I want to take a CSV file and provide same functionality. Eg. Give user information on how many times each field occurs. For example, if it is a CSV file with cities, countries, continents, I want to aggregate and tell how many cities are in each country and how many countries are in each continent.

Is there an open source version of splunk I can modify? I tried logstash but it is not straight forward to work with. It still needs me to define schema everytime.

Thx!

3 comments

> Is there an open source version of splunk I can modify?

https://github.com/grafana/loki might work for you. It’s not a drop in replacement for Splunk, FWIW.

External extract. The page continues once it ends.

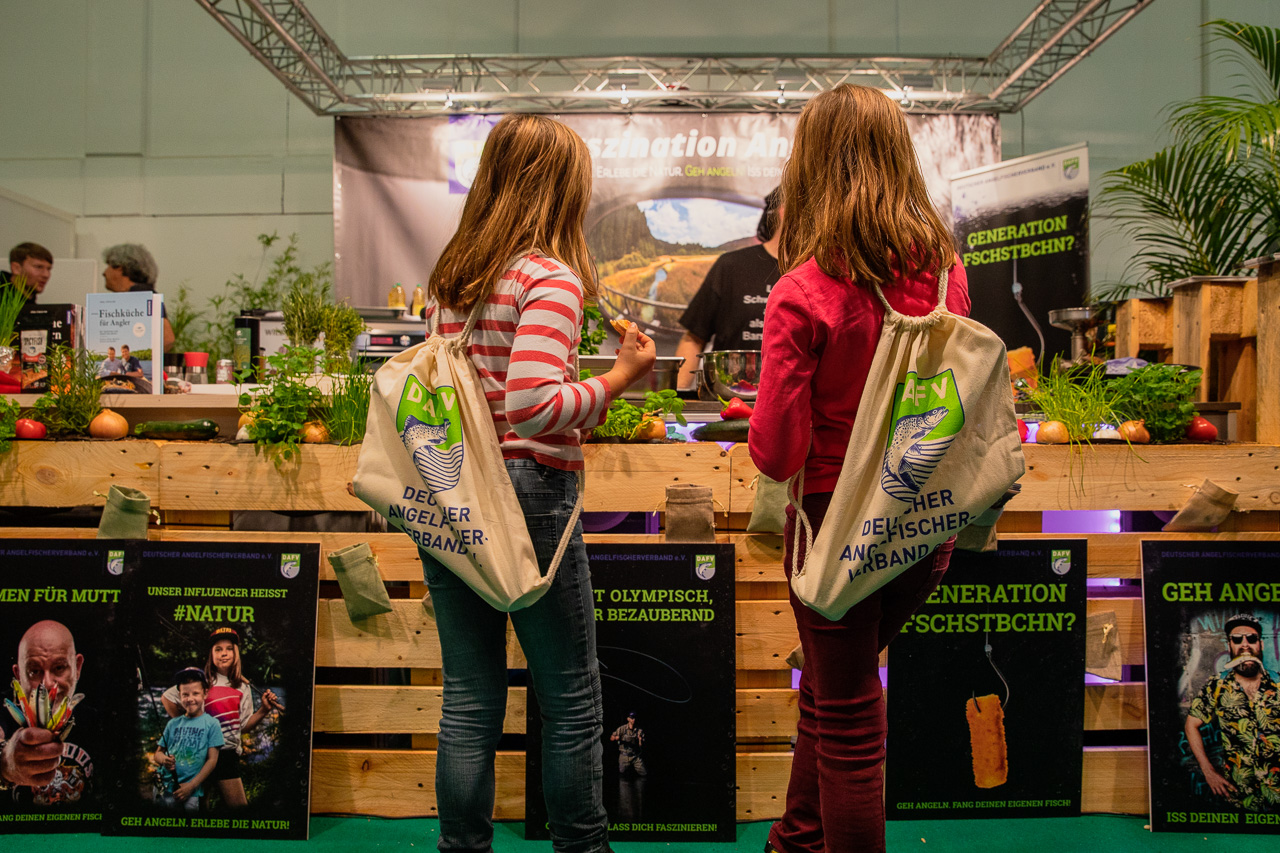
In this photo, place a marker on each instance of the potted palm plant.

Is there any way to do subqueries (or some kind of join) with loki? That is one feature of splunk I haven't seen elsewhere, open source or not.
New Relic’s NRQL can do sub queries.
What you're describing sounds like Loki (Grafana's Prometheus inspired logging tool, which is super fast and cheap/easy, even though it sacrifices some flexibility to get there) Metric Queries: https://grafana.com/docs/loki/latest/logql/metric_queries/
We're building Matano (https://github.com/matanolabs/matano), an open source security lake platform. It's a different approach since we normalize logs from JSON, csv, etc, and ingest them into Apache Iceberg tables, but it allows for massive scale and joins, aggregations, etc using SQL.